Na dnie Złockiego Potoku w województwie małopolskim znajduje się miejsce okrzyknięte przez podróżników jako jedno z najciekawszych w Polsce. Znika tam wszelkie życie, giną owady, ptaki. Dookoła da się słyszeć niecodzienne dźwięki. Choć w pierwszej chwili może napawać lękiem, w rzeczywistości jest ciekawą atrakcją geologiczną. Według naukowych definicji mofeta to naturalna wyrwa, przez którą z samego wnętrza Ziemi wydobywa się na powierzchnię dwutlenek węgla. Przypomina bagno z ulatniającym się ze środka gazem. W Polsce znajduje się kilka mofet, jednak ta w Jastrzębiku uchodzi za największą i najbardziej znaną. Została również uznana za pomnik przyrody nieożywionej.
Pomimo swojego uroku i fascynujących zjawisk, w bezpośrednim sąsiedztwie mofety żaden żywy organizm nie ma szans na przeżycie. Wszystko przez wydobywające się wokół gazy oraz brak tlenu.

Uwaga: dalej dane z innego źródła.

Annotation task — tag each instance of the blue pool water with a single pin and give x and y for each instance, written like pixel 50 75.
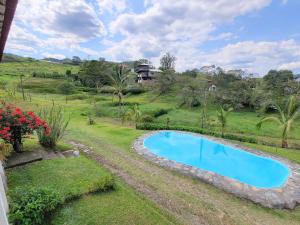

Jak informuje portal polskazachwyca.pl:
Gaz składa się głównie z dwutlenku węgla (95%), azotu (3,87%), metanu (0,67%) i tlenu (0,21%). Taki skład jest zabójczy dla niektórych gatunków.
W związku z tym zabija nie tylko latające w pobliżu owady, ale i ptaki, które znalazły się w zbyt bliskiej odległości. Dawniej gromadzący się w piwnicach gaz był zmorą okolicznych mieszkańców — doszło nawet do tragedii, w której właścicielka jednej z nich zmarła na skutek uduszenia.
Mimo wydobywających się z wnętrza gazów zwiedzanie tego miejsca jest możliwe, przy zachowaniu ostrożności. Należy jedynie unikać bezpośredniego pochylania się nad zbiornikiem i wdychania wydobywających się stamtąd gazów. Bardzo łatwo można dostać się do mofety, prowadzi do niej bowiem urokliwa drewniana kładka z barierkami. Bezpośrednio przy drodze znajdują się tablice informacyjne. Stamtąd można udać się na drewniany pomost i z bezpiecznej odległości obserwować między innymi dwa otwory mofety: „Bulgotkę" i „Dychawkę".